Silver is sensitive to economic data and the direction of global equity markets so the move to the highest level since January 21st should come as no surprise overnight. Strong China manufacturing numbers overnight is a good foundation for industrial sector demand. Mexico silver production for January came in at 231,244 kilos, up 4.6%. Today's economic numbers for the US may have limited impact with the focus on Friday's employment data. July silver saw an upside breakout this week above the March high. Set- backs to support at 17.50 should be good buying opportunities with 18.09 as next objective. In addition, the market may take a run at the January gap at 18.55 eventually.

 


METALS TECHNICAL OUTLOOK:


Note: Technical commentary is based solely on statistical indicators and does not necessarily correspond to any fundamental analysis that may appear elsewhere in this report.


COMEX GOLD (APR) 04/01/2010: The market now above the 60-day moving average suggests the longer-term trend has turned up. Positive momentum studies in the neutral zone will tend to reinforce higher price action. The intermediate trend could be turning up with the close back above the 18-day moving average. Market positioning is positive with the close over the 1st swing resistance. The next upside objective is 1127.9. The next area of resistance is around 1120.5 and 1127.9, while 1st support hits today at 1103.9 and below there at 1094.6.

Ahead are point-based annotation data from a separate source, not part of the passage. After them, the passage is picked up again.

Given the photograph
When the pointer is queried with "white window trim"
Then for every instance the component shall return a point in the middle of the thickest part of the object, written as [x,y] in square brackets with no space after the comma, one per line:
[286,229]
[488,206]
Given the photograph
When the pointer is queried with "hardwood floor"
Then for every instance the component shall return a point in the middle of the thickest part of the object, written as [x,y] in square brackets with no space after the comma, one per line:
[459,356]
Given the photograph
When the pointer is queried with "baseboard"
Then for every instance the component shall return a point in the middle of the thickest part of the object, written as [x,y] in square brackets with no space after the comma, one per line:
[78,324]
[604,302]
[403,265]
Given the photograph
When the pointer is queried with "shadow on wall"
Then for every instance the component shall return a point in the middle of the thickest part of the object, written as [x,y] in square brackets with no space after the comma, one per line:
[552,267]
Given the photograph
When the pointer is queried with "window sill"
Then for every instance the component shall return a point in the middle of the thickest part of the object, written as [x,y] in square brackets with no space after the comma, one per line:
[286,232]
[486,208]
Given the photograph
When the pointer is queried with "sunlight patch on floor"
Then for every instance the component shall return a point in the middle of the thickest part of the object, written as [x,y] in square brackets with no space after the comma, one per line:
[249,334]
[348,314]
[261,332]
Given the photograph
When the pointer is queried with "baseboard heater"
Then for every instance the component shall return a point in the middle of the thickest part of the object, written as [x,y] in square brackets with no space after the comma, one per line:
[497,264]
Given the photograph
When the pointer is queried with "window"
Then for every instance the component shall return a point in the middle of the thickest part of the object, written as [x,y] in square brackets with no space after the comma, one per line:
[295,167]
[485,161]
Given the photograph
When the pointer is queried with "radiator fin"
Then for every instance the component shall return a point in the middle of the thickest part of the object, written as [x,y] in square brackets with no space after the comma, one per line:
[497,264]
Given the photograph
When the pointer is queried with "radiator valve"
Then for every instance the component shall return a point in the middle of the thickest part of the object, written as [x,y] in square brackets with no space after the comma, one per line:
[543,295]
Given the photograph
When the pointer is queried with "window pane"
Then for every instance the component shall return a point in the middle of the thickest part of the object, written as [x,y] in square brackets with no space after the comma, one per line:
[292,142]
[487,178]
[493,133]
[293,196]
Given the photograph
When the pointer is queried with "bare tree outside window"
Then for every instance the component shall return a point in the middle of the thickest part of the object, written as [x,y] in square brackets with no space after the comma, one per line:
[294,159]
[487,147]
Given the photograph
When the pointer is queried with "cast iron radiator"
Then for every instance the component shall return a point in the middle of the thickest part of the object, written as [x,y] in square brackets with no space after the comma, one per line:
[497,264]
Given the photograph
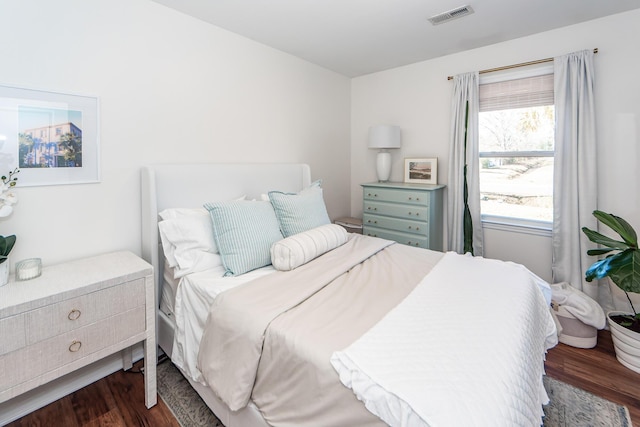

COMEX SILVER (MAY) 04/01/2010: Positive momentum studies in the neutral zone will tend to reinforce higher price action. The market's close above the 9-day moving average suggests the short-term trend remains positive. A positive setup occurred with the close over the 1st swing resistance. The near-term upside target is at 1785.2. The next area of resistance is around 1767.0 and 1785.2, while 1st support hits today at 1728.0 and below there at 1707.3.